Ronnie O’Sullivan’s first round tie with Liang Wenbo looks tough on paper but the match will be played on the green baize and I don’t think it’s the worst draw O’Sullivan could have got.
He’s never lost to Liang, has beaten him at the Crucible before and beat him in a final this season.
That’s not to say it’s an easy draw but at least Ronnie knows how he plays and is more than capable of taking him on again. He’d have been relieved to avoid the likes of Graeme Dott, who has a very good record against him in recent times.
Two matches stand out for me: Stephen Hendry v Zhang Anda and Mark Selby v Ken Doherty.
Like O’Sullivan v Liang, they both take place in what will from now on be known as ‘the quarter of death’.
Hendry will know hardly anything about his 18 year-old opponent and the unknown quantity could cause him problems. Zhang is the only player in the tournament who won’t fully comprehend how special the Crucible is.
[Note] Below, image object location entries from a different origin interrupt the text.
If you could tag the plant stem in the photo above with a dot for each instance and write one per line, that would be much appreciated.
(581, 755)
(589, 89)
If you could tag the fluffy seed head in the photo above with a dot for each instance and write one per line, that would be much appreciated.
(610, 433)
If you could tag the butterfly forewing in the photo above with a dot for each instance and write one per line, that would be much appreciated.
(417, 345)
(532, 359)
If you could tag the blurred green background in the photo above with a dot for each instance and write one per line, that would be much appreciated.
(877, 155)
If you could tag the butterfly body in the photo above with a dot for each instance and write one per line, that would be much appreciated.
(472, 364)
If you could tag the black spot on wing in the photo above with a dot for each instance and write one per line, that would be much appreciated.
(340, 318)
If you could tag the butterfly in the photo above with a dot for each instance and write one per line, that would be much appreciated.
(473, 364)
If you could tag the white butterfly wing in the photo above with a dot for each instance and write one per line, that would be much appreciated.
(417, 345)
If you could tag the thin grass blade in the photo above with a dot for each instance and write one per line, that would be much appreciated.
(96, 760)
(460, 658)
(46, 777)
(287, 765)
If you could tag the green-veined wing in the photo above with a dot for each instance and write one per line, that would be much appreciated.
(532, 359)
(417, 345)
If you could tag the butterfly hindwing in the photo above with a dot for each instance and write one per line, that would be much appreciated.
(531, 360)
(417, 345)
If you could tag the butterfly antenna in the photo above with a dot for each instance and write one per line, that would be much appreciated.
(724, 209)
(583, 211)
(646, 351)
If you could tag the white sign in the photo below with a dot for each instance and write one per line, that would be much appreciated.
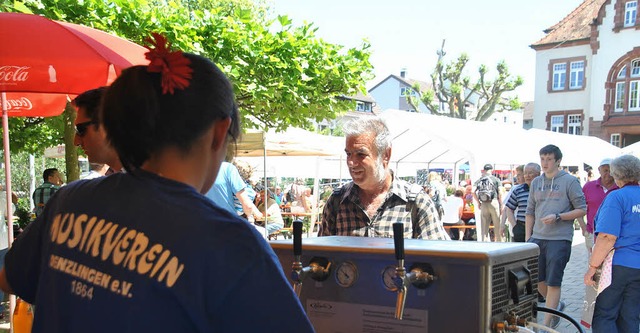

However, few debutants ever do well and Hendry has played some good stuff in Sheffield for the last two years.
Neither Selby or Doherty would have wanted to draw each other. Doherty won their last meeting at this season’s Grand Prix and is back playing to a high standard.
Selby knows that if is to be world champion this year he will have to do it the hard way: Doherty then possibly Hendry and O’Sullivan just to get into the semi-finals.
John Higgins, the defending champion, is not a certainty to beat Barry Hawkins, one of those players well capable of causing an upset even though he’s yet to win a match at the Crucible.
Even so, Higgins fans will already be plotting his course through to the quarter-finals, where Neil Robertson looks his likely opponent.
All in all it’s an interesting draw that will take a bit more careful study before I for one make any clear predictions about who is going to win the thing.